Saving Ukrainian Food Culture 

/ / Food & Flavor

When the war in Ukraine broke out, Olga Koutseridi, a Ukrainian American baker, writer and historian, felt an urgent need to preserve the traditional Ukrainian recipes she grew up with.

Koutseridi’s ancestors tended gardens outside Mariupol. They preserved the food they couldn’t eat, fermenting tomatoes, cucumbers, cabbage and sour cherries. They drank homemade kombucha, kefir  and vodka. They made varenyky (dumplings stuffed with sour cherries and cheese) and chebureki (fried pastry filled with meat). 

“Maybe now is not the time to celebrate Ukrainian food,” Koutseridi said. “But this feels like the only chance we have to preserve it. … Every time someone makes a Ukrainian dish in an American kitchen, it’s an act of resistance.”

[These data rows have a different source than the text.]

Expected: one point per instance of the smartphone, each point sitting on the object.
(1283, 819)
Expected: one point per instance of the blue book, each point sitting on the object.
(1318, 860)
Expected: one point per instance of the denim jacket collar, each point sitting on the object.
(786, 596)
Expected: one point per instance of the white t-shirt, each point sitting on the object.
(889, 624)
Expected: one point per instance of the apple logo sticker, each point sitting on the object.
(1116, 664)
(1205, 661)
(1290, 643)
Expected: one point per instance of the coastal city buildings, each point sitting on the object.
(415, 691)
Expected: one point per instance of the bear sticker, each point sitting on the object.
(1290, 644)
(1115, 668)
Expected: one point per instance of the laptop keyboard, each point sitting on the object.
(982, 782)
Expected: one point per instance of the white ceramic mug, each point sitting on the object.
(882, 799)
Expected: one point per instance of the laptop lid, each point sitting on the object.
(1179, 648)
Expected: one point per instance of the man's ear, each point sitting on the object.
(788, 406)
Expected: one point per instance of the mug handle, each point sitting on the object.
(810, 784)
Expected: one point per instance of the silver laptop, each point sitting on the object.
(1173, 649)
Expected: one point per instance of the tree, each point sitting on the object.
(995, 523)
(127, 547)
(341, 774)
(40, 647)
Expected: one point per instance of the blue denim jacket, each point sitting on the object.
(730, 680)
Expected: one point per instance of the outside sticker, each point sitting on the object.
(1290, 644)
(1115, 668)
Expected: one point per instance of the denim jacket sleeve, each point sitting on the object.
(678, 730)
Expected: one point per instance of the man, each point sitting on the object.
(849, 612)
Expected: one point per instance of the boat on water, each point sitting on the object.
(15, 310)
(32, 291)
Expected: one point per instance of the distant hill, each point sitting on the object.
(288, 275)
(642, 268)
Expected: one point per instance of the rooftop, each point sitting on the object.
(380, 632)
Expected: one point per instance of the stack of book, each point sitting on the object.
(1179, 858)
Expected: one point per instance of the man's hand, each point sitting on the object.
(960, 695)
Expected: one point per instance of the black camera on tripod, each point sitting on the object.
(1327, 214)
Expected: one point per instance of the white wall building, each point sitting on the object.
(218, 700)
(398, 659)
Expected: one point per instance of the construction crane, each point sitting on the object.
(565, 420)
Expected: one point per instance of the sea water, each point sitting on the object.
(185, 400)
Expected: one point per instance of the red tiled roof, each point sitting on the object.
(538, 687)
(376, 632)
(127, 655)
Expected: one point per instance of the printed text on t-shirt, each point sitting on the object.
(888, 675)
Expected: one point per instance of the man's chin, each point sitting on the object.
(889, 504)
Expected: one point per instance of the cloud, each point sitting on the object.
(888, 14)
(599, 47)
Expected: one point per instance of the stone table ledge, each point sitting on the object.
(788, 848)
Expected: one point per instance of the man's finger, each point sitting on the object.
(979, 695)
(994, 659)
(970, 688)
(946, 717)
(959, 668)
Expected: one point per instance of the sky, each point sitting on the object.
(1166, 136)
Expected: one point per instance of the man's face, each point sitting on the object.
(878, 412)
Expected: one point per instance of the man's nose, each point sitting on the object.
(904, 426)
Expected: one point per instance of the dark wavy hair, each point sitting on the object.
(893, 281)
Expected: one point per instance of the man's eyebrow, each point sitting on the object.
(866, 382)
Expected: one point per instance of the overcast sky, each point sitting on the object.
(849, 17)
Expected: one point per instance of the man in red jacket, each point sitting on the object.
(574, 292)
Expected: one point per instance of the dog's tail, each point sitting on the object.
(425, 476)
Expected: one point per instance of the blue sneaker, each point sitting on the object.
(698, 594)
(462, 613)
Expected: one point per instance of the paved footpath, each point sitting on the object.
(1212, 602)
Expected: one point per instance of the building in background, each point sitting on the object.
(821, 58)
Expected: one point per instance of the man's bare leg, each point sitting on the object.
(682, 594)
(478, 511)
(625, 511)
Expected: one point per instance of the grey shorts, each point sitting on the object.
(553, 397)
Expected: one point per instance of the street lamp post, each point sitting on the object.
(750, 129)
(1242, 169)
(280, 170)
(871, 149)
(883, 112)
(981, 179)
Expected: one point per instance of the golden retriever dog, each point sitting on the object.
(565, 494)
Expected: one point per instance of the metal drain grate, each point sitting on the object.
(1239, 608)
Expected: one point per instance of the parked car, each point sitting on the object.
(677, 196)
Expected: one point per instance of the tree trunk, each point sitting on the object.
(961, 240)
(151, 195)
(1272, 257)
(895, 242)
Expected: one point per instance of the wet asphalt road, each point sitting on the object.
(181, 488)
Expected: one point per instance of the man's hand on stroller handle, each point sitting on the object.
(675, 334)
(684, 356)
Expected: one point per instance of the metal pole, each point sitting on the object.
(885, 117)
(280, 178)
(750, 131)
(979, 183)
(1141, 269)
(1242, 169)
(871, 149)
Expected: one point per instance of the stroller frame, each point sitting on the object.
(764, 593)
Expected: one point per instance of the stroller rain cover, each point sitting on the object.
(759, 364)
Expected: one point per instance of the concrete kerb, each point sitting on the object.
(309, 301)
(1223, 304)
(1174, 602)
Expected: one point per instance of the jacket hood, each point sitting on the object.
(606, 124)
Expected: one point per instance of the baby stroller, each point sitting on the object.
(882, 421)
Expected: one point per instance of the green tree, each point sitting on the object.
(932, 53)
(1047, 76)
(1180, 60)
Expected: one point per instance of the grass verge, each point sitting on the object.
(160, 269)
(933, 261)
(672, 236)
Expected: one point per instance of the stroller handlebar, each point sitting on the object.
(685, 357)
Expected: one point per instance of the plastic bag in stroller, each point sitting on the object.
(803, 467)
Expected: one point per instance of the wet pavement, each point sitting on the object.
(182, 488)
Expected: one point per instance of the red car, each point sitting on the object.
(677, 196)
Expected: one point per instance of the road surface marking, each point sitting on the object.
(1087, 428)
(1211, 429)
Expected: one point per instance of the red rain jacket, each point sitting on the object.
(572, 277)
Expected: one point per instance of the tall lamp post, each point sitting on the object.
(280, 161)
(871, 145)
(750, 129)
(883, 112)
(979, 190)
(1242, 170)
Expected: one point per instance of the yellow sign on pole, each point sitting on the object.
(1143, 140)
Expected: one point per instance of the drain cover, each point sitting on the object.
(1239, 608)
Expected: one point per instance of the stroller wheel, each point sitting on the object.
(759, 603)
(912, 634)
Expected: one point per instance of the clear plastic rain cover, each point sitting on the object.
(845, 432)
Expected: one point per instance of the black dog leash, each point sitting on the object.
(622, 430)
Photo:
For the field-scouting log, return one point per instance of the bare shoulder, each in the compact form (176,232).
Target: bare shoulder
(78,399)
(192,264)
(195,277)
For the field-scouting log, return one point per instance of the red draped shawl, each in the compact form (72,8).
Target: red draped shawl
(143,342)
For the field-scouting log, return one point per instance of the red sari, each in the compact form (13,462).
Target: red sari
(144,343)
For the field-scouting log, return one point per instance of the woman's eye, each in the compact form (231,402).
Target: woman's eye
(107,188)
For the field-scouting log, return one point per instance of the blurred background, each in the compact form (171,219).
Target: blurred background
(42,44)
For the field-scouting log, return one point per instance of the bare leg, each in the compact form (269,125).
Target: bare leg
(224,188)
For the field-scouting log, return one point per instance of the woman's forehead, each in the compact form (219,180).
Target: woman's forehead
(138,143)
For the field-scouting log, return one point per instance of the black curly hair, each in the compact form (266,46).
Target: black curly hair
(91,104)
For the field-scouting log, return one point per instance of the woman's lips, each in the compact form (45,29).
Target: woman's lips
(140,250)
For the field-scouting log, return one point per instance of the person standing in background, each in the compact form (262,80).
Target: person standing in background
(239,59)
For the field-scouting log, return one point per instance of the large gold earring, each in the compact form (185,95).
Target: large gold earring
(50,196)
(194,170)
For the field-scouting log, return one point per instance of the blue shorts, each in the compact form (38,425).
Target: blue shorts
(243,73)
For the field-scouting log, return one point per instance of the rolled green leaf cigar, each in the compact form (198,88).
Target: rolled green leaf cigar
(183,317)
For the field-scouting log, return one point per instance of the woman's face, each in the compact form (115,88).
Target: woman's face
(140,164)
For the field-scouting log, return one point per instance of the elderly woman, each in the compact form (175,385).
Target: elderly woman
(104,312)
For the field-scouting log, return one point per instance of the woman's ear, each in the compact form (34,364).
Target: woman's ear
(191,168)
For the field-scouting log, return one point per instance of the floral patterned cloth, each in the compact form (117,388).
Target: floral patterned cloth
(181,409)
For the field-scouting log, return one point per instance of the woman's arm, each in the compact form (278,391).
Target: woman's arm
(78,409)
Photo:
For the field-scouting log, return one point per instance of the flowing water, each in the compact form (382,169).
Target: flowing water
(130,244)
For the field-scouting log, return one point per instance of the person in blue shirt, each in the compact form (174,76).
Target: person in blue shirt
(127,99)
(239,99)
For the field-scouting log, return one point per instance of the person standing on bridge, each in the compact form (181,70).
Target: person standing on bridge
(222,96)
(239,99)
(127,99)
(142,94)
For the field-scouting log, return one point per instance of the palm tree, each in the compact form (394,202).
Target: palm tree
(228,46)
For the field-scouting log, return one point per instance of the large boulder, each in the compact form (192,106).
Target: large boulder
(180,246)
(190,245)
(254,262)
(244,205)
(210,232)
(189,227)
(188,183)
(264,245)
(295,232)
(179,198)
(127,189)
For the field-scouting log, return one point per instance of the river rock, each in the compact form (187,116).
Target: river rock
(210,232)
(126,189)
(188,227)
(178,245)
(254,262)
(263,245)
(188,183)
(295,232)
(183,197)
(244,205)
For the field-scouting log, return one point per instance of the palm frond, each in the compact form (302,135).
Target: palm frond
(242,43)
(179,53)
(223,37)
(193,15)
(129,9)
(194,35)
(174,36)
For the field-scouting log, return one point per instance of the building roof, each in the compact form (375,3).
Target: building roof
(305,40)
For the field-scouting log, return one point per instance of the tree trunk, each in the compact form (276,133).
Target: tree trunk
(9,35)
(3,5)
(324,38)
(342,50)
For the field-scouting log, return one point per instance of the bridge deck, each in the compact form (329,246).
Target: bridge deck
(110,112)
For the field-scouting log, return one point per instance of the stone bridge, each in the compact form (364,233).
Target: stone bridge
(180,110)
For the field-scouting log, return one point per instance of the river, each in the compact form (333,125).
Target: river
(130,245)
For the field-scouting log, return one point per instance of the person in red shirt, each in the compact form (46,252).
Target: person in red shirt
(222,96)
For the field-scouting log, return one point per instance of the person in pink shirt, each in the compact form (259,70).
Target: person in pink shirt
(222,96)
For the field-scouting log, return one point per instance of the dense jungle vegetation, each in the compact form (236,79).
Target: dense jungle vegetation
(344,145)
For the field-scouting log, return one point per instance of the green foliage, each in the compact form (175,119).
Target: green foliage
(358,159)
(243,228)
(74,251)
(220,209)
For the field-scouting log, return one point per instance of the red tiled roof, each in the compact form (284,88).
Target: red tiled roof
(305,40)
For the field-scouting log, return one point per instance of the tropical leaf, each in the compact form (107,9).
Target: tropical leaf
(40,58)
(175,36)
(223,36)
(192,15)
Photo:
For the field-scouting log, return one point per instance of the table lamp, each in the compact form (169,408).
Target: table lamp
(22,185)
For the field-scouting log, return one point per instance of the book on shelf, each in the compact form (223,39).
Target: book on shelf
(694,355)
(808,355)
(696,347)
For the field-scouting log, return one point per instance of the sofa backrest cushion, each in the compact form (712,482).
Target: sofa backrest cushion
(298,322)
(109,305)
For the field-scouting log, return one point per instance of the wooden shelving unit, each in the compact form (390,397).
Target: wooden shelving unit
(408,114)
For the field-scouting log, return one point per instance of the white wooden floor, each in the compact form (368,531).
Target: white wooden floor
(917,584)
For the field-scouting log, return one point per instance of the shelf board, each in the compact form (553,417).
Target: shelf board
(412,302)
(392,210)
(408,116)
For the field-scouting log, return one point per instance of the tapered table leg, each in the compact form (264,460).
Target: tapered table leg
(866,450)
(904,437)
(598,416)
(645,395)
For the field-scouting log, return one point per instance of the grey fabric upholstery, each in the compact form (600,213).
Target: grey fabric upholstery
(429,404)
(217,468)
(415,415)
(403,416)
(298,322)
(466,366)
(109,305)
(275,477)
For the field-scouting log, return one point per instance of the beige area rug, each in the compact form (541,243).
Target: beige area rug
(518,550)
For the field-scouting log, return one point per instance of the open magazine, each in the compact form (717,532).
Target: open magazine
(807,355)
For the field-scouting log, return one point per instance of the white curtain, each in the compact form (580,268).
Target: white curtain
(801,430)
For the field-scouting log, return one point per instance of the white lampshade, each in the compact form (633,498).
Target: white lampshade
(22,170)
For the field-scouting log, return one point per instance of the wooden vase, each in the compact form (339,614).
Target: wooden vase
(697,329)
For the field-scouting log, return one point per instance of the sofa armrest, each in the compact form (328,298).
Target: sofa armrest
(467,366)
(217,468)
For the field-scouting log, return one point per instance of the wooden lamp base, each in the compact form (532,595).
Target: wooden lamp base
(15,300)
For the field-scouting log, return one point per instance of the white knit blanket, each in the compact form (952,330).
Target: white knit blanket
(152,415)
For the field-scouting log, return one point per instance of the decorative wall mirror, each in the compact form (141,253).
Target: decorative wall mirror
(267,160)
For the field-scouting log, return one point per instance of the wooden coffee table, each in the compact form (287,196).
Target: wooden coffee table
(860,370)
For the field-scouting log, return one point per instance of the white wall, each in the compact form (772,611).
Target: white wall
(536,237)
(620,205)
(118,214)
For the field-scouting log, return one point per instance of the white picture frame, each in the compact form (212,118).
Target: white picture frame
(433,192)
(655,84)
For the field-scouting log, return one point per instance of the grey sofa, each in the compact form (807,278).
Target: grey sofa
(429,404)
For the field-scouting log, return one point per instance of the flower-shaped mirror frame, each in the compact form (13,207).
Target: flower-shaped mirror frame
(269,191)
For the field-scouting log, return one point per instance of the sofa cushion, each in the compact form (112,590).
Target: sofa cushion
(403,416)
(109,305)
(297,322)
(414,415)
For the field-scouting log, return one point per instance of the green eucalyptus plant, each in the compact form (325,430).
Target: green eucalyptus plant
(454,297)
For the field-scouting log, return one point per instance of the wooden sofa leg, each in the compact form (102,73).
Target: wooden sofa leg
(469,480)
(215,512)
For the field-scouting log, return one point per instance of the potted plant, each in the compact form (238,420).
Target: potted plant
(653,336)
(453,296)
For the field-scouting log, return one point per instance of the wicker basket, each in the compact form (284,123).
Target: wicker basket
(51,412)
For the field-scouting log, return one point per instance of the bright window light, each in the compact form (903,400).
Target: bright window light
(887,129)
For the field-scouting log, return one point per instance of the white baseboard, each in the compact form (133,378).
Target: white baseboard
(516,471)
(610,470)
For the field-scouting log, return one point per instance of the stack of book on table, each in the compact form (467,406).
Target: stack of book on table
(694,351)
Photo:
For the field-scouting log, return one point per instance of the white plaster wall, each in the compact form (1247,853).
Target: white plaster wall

Koutseridi has begun compiling these recipes, with an emphasis on history. She’s contacted Ukrainian food experts around the world (including Olia Hercules, author of Summer Kitchens). 

She feels that war is destroying Ukraine’s identity, history and culture.“Now is the time to delve into{the country’s] food in detail,” Hercules said. “There’s so much more to it than borsch.”